Wednesday, November 18, 2009
An Idiot Savant in Desperate Need of a Good Meal
Let me start off by saying, MY GOD, THE EARLY SEVENTIES WERE SOME GOOD YEARS. I have no idea if it's just a coincidence, but there are many "desirable males" that were born in '72, '73, and '74. That's not to say that there aren't a whole host of men that were born before or after who aren't just dandy, or that there weren't a whole host of jerk-offs that were born those same years, but in my own skewed mind, those years keep cropping up as the birth dates for some dudes I have lady boners for. It isn't relevant to anything, but I just thought I'd mention it.
There are only a handful of musical artists who's entire catalogue I can listen to and go, "Oh man, this is pretty much all so good, not even a strategically placed chocolate truffle could distract me from listening to these rockin' beats." One of the precious few happens to be this lovely young man, Andrew Bird. Even his name has a lyrical quality, it rolls off the tongue, and you hear a twittering in the distance when you say it. And yes, he whistles. Much better than you or I.
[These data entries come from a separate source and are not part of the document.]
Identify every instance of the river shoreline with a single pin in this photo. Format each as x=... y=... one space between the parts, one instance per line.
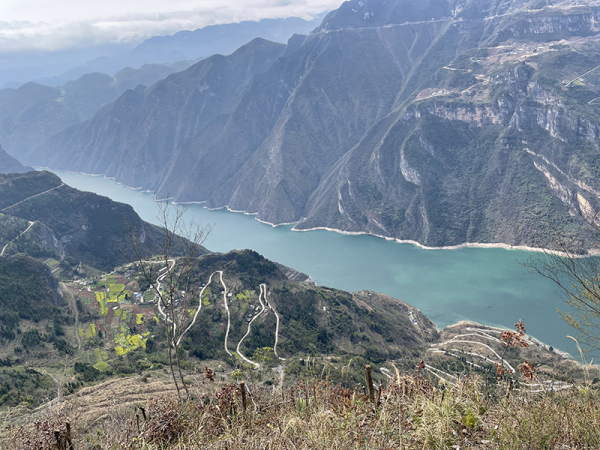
x=500 y=245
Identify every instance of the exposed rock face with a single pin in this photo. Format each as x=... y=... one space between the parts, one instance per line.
x=8 y=164
x=443 y=122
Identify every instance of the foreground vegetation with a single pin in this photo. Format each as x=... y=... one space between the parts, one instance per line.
x=409 y=411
I've had the pleasure of seeing Mr. Bird twice in concert; take my advice, listen very closely, in fact, push your face right up to your screen and concentrate very hard: THE SOONER YOU ATTEND ONE OF HIS CONCERTS THE MORE COMPLETE YOUR LIFE JOURNEY WILL BE. At the latest show at the Orange Peel he had a pretty nasty cold, but played and sang like he had just awoken from the most restful and peaceful of naps and had sipped the nectar of the local honeysuckle. He plays multiple instruments (violin, guitar, xylophone, piano, etc.) and uses looping technology to turn himself and two or three other musicians into a full-fledged orchestra.
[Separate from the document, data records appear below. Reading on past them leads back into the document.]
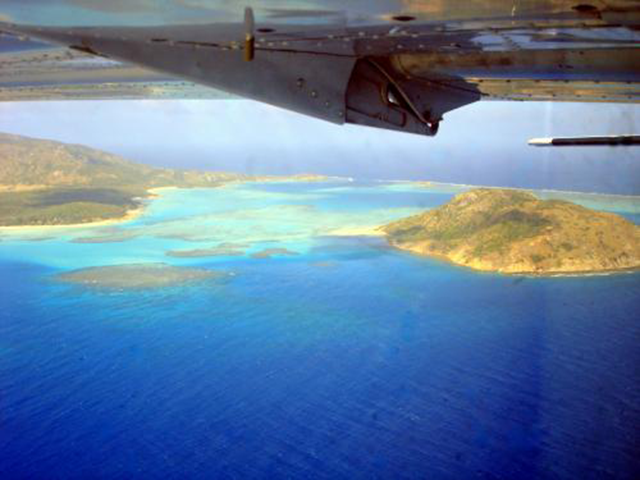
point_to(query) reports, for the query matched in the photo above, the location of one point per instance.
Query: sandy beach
(129, 216)
(367, 230)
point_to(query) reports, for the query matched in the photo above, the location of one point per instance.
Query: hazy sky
(484, 143)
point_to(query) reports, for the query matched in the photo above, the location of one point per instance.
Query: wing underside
(402, 70)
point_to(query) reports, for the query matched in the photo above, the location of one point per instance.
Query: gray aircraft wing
(397, 64)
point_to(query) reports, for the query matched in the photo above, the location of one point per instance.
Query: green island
(44, 182)
(136, 276)
(512, 231)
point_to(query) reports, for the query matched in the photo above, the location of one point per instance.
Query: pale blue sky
(484, 143)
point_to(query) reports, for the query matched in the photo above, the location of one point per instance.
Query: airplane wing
(398, 65)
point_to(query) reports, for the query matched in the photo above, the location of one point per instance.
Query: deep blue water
(349, 361)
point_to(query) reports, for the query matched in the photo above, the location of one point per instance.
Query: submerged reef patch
(137, 276)
(270, 252)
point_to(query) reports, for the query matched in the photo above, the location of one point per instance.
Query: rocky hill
(44, 182)
(514, 232)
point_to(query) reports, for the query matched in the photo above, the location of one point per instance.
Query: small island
(512, 231)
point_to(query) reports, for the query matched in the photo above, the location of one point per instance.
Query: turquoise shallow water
(348, 360)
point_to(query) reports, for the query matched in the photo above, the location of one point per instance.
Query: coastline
(129, 215)
(363, 231)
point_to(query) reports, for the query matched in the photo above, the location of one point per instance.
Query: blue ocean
(335, 357)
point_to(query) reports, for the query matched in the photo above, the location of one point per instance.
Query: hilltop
(513, 231)
(44, 182)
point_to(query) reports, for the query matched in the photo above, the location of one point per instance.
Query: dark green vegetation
(513, 231)
(50, 183)
(136, 276)
(60, 206)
Know what else I love? He bridges the generational gaps brilliantly, marrying classical music with folk with a quirkiness that appeals to the most snooty of hipsters. I went with my mother and a co-worker some years my junior; we were joined by beret-ed fifty-something intellectuals, twenty-something hipsters in striped shirts and Converse hightops, braced and gawky teenagers with black X's on the backs of their hands, and a few gray-haired ladies waaaaaaaay in the back, as far from the speakers as they could get. It was a veritable melting pot, old and young coming together to fawn over the anemic maestro.
If you need a bit more convincing, that's fine. You apparently don't appreciate my expertise, and need a rough shove into the right direction.
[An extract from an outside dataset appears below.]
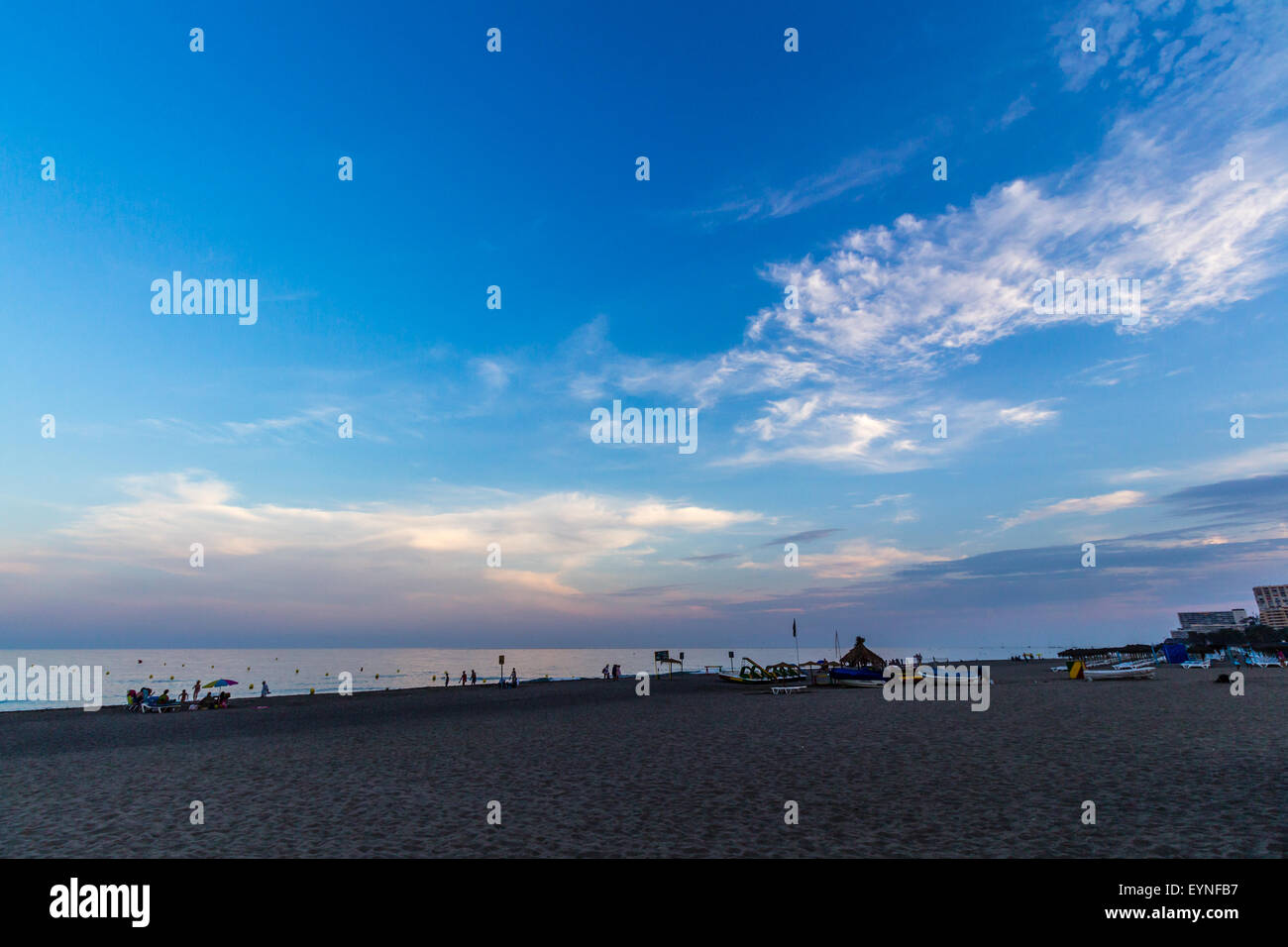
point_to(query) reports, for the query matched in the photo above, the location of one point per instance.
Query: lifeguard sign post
(664, 657)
One of my favorite records is Thrills, a stylized concept album that throws back all the way to the twenties and thirties, with a touch of ol' country standards, and is an excellent demonstration of Bird's flexibility and range.
The influence of Thrills is echoed on Oh! The Grandeur, but it swells larger and more grandiose than its predecessor, hence the self-mocking title.
Vidalia, a song about his grandfather
Tea and Thorazine, a song about his autistic brother
The Idiot's Genius
My other two favorite albums are a little more "contemporary," if you could call them that. They also have some of my absolute favorite songs and are a good place to start if the folksy rag-time is going to take you a bit of getting used to.
The Mysterious Production of Eggs
Tables and Chairs
The Fiery Crash
You may be thinking, wow, that's a lot of albums for me to take in. Guess what? I've been kind, there are buttload more to listen to. You can go to Mr. Bird's website to take it all in, hop on iTunes and see if there's anything you like. I hope you do like, because he's a musician worth supporting, and my friend Megan will probably cry if you don't, and why would you make such an adorable girl cry, that's like making a kitten cry, you are the goddamn worst.